Poetisches System aus Komplementärfarben

Auswahlband aus dem lyrischen Werk Nora Iugas erschienen

Die 76-jährige Rumänin Nora Iuga gilt in ihrer Heimat nicht nur als beste literarische Übersetzerin aus dem Deutschen, sondern vor allem als grande dame der rumänischen Poesie. Aus Nora Iugas lyrischem Werk, das mittlerweile zwölf Gedichtbände umfasst, hat der Klett-Cotta-Verlag in diesem Frühjahr einen Auswahlband unter dem Titel "Gefährliche Launen" in der Übersetzung von Ernest Wichner vorgelegt.

Von Jan Koneffke

Fischer unter einer Brücke in Bukarest. (AP)
Fischer unter einer Brücke in Bukarest. (AP)
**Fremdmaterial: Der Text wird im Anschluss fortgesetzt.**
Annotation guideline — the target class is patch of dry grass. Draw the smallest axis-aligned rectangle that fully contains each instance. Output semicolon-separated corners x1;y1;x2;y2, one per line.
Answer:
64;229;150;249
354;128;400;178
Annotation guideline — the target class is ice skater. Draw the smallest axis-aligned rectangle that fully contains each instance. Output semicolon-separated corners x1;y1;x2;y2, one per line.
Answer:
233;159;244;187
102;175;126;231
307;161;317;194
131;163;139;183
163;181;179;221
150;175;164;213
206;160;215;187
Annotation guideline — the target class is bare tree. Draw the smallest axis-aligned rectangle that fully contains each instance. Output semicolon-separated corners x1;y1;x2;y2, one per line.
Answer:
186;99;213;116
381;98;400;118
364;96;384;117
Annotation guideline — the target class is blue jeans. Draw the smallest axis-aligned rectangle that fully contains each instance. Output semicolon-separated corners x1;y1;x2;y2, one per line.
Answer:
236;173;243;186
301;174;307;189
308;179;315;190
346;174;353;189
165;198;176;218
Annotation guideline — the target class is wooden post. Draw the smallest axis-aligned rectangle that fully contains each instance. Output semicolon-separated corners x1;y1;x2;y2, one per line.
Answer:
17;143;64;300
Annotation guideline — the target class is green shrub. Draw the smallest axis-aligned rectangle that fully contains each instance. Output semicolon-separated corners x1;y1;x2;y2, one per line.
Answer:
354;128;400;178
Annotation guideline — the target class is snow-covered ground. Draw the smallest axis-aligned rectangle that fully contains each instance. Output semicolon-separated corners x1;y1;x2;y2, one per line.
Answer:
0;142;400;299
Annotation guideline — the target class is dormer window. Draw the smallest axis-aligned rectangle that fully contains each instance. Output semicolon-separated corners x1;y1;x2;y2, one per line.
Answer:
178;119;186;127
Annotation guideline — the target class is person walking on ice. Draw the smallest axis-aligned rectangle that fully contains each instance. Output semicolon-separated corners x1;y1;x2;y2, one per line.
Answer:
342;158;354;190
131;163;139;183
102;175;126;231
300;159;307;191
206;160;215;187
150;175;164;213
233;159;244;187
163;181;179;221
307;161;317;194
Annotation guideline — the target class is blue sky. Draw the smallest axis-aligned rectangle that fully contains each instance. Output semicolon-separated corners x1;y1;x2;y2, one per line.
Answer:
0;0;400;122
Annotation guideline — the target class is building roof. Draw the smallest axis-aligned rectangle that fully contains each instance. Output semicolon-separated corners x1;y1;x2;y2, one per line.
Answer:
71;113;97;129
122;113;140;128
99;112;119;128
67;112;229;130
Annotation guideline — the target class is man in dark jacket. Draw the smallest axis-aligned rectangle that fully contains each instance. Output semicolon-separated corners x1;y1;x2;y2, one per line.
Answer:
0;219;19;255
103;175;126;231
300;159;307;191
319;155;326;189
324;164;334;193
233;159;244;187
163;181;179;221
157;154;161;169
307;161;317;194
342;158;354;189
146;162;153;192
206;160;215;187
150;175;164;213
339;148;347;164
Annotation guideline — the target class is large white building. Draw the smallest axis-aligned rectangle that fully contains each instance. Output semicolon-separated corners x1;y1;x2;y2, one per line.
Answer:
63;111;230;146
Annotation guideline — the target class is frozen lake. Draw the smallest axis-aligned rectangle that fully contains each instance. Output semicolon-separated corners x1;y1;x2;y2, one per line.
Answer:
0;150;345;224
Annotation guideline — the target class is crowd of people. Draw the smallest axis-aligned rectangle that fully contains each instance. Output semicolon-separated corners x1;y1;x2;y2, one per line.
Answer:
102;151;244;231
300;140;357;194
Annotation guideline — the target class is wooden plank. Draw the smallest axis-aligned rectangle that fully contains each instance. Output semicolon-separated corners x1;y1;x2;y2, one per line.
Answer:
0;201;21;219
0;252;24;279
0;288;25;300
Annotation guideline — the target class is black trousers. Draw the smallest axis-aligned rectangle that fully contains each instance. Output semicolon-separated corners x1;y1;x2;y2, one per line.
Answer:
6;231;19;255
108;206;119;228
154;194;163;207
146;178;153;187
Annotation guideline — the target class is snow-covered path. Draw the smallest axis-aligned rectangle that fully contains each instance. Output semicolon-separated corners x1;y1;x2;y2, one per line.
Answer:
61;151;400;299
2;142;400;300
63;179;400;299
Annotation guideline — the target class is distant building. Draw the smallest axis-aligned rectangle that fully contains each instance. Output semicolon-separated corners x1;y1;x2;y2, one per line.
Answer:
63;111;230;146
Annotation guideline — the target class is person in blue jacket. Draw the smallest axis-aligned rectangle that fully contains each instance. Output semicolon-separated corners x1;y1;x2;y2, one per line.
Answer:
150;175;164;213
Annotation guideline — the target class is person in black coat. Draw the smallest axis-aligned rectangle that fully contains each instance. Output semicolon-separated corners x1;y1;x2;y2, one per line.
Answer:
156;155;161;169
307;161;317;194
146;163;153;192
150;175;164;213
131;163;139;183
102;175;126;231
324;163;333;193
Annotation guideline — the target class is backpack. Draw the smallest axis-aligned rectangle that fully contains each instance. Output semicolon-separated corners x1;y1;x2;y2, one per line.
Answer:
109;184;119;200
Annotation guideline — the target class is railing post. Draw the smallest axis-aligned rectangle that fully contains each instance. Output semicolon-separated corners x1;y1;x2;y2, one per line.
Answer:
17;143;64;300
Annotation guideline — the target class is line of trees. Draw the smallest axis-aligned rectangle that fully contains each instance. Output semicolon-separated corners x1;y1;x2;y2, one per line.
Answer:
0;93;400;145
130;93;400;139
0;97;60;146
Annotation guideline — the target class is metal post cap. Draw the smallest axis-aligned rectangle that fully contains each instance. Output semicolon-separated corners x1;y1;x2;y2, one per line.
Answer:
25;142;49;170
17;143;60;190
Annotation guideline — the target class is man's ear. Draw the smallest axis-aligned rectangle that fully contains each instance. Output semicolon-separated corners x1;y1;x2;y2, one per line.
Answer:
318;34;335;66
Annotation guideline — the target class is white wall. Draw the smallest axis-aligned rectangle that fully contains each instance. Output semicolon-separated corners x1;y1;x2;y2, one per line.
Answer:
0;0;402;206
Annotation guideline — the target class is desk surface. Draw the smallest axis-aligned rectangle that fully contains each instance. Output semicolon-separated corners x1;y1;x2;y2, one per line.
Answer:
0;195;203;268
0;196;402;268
Es kann dem Übersetzer Ernest Wichner nicht leicht gefallen sein, eine Auswahl aus dem Gedichtwerk der Nora Iuga zu treffen. Nicht deshalb, weil dieses Werk zu umfangreich wäre, sondern weil jeder Gedichtband Nora Iugas ein neues Register zieht und eine eigene poetische Entität bildet. Während der erste Gedichtband, 1968 erschienen, formal noch konventionelleren Gedichtmustern folgt, hat die Autorin in ihrem 1986 publizierten "Himmelsplatz" die Form bereits erheblich erweitert und eine poetische Collage aus Prosa und Gedicht, intimem Tagebuch, Träumen, Brieffragmenten und Reflexionen geschaffen, während der darauf folgende Band, "Lieder" betitelt und im Revolutionsjahr 1989 veröffentlicht, scheinbar naive Reimgedichte enthält und wiederum eine ganz neue lyrische Sprechweise ausprobiert. Beide Bücher sind im deutschen Auswahlband so gut wie nicht berücksichtigt.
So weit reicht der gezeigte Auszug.